Oh noes! Mitt Romney's vast wealth was bankrolled by foreigners! Foreigners who weren't even American! Those are the worst kind of foreigners! Well, the worst kind of foreigners would probably be ones who later got convicted of stock fraud, but Mitt managed to inadvertently score that one too:
Records show the first investment in Bain Capital ' $1.25 million in June 1984 ' was in the name of Jean Overseas Ltd., registered in Panama by Marcel Elfen, a Swiss money manager. Later, the investment was doubled.

The Panamanian shell company apparently was a vehicle for [Jack] Lyons, the British businessman and philanthropist.

... who worked as a consultant for Bain for the next six years until he was convicted for unrelated fraud.
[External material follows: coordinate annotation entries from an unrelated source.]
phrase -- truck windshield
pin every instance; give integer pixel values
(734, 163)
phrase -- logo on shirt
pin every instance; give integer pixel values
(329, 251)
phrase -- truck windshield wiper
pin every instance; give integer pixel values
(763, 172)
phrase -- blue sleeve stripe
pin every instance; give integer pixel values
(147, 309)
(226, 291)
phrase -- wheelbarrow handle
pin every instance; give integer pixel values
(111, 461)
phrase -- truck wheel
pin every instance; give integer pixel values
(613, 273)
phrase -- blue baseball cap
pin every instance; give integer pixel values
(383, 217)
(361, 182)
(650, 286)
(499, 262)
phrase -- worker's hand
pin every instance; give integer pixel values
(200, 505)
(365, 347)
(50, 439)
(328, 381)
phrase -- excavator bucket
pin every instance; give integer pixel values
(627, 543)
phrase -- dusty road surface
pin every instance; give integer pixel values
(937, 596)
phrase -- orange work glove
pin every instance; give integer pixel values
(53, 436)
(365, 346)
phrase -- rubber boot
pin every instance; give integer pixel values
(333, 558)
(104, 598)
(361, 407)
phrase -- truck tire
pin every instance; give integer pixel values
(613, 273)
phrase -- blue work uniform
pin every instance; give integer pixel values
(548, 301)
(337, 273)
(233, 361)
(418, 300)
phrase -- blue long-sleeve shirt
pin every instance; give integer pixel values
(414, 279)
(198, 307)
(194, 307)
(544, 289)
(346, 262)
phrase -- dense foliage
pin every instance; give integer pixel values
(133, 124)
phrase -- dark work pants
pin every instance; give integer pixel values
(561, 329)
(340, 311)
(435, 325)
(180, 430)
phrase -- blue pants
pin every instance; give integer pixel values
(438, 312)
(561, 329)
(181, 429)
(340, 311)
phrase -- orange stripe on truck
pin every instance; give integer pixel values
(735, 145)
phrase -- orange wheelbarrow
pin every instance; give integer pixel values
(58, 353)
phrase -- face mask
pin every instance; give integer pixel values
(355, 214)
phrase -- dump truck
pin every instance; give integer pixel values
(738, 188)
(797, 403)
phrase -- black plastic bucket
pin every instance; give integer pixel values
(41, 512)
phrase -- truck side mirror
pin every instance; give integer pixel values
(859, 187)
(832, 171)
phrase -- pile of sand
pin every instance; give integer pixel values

I don't know what this world is coming to when you can't trust fabulously wealthy people operating Panamanian shell companies.

Now, I think we can all agree that there is nothing Republicans hold more dear than money. Money is speech, money is freedom, money is liberty, money is your vote, money is the thing that makes you better than the lower-class people who were too stupid to get born into rich families like decent folks should.

But I still don't quite understand the logic of why the guy who criticizes the guy who made his money by collecting offshore money and using it to offshore jobs via his company's innovative ideas in the lucrative new field of offshoring while offshoring the profits in offshore accounts is the one who needs to be more American. If I didn't know better I'd begin to suspect that maybe the Mitt Romney campaign is just staffed by assholes. Which is ridiculous, because assholes can be hired at much cheaper prices in other countries, and Mitt would usually be all over something like that.